As happens with astonishing regularity, Dan Barnes has once again written a must-read piece on the future of the Edmonton Oilers. It’s both wide-ranging and incriminating of much of the roster, although I’m only going to focus on a couple of excerpts.
Much of the article is based on a conversation with a surprisingly candid Sheldon Souray; although for my money the best quote is this one:
“It would be like Mardi Gras in here after a win and then we would lose in such a poor fashion that all momentum was lost. There was none of this,” Souray said while holding his arm straight out to simulate an even keel. “Even to consistently be average, we couldn’t do that.”
We’ve heard tales of rifts in the room before, but to my knowledge no other player has talked so plainly about the emotional roller-coaster in the dressing room. Craig MacTavish has hinted broadly that the team was far too up and down (“the vortex of death”) but this is the most explicit statement and there’s no reason to disbelieve Souray – all the evidence is there.
That even keel shouldn’t be viewed solely as the fault of the youngsters either – it seems to be a common enough problem in young players, and it’s up to the veterans and the coaching staff to instill the professional culture that the team needs. Souray, refreshingly, painted with a broad brush, omitting only goaltender Dwayne Roloson from criticism.
President of hockey operations Kevin Lowe will ease further into the background and general manager Steve Tambellini will step forward to put his mark on the team. This will not be a Lowellini roster next September.

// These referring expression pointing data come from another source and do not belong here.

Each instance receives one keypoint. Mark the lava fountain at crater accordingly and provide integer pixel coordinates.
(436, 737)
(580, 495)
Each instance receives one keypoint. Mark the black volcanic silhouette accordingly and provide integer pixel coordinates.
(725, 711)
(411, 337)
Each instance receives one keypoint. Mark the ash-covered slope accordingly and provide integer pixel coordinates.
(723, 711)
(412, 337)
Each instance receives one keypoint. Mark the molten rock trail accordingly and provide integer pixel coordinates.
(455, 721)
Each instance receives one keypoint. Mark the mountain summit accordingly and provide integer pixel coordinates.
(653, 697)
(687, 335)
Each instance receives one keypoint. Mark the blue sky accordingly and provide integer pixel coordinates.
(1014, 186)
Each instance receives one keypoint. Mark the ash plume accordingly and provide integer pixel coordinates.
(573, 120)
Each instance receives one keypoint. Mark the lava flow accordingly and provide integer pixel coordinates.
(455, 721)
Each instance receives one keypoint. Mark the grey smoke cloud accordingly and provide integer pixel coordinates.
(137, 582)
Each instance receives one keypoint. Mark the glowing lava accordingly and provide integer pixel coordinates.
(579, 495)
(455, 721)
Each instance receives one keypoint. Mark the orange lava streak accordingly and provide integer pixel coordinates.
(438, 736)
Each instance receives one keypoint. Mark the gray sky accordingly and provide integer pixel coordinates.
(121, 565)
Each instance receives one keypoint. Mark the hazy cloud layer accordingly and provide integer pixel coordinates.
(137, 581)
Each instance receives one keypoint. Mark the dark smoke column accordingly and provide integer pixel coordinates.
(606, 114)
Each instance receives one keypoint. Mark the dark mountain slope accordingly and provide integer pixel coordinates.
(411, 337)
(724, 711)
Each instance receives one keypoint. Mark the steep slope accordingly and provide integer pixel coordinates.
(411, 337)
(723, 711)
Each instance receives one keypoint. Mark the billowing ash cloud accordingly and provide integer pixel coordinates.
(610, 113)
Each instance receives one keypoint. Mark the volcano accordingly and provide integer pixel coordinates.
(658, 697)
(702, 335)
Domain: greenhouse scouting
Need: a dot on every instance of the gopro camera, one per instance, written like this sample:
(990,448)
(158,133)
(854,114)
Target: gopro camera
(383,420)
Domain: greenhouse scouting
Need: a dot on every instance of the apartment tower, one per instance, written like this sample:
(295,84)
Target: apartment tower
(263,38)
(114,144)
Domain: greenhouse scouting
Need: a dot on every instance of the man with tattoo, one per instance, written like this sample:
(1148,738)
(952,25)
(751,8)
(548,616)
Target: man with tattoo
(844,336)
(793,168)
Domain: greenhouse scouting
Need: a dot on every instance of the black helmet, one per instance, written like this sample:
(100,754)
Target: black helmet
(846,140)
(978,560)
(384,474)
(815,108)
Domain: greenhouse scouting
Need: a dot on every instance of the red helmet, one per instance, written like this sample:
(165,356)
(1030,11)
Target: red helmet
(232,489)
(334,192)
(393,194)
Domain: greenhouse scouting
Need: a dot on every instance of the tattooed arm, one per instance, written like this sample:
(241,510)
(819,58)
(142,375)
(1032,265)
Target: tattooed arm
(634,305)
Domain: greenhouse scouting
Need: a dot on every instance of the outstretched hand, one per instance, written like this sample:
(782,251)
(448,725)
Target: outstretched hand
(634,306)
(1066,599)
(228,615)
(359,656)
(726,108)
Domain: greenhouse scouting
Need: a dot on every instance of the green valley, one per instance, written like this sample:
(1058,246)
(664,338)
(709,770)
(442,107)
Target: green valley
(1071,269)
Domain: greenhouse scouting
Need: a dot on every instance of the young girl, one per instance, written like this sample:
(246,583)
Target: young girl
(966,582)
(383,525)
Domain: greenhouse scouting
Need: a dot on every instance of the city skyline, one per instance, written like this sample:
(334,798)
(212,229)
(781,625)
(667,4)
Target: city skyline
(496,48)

I have been told MacTavish will not be here to see it through, that he will step away because he has failed to achieve the desired results more often than not. He surely knows how damaging this season has been for the organization and is cognizant of exactly where this buck stops. While a host of players should take the rap for their terrible seasons, and there will undoubtedly be significant roster changes, MacTavish will pay the biggest price.
If the Oilers do the right thing (hire a coach from outside the org), we’re not going to note it as the start of a trend. We’ll note it as the continuation of a trend that saw Steve Tambellini, Rob Daum, Jeff Truitt and Rick Olczyk hired from elsewhere.
The news today that Kevin Lowe will step back from the team (and the reiteration that Mactavish will not return) means that in just a year of ownership, Daryl Katz will have completely overturned the brain-trust in Edmonton. People playing significant roles on the team have come from outside the organization, and if Katz holds true to form, the next head coach will as well. Scott Arniel should be one of the names considered (and is a logical candidate since he has some past history with Tambellini), but the important thing is that whoever is brought in be the best candidate for the job; an experienced coach, someone with (at least) an extensive track record in the AHL or as an NHL assistant.
For all the negativity this season (and there’s more to come), if the Oilers make the right changes this summer we could be watching the renewal of the team and a cultural change taking place right before our eyes.
Tambellini wants a bigger and stronger top-six corps of forwards and will probably have to move a defenceman to do it. Because, by playing their way out of the playoffs, the Oilers sent a strong signal to potential free agents; this is not a team ready to win much more than it loses.
I hope that the team realizes that Barnes is correct and avoids a likely-fruitless run at Marian Hossa. If another top-six forward is brought in, it seems to me that some of the current group (Robert Nilsson being the likeliest name) will not be brought back. Although from the sounds of it (and not solely from Barnes – both Brownlee and Gregor have said similar things) the trade that Barnes refers to will be just the tip of the iceberg.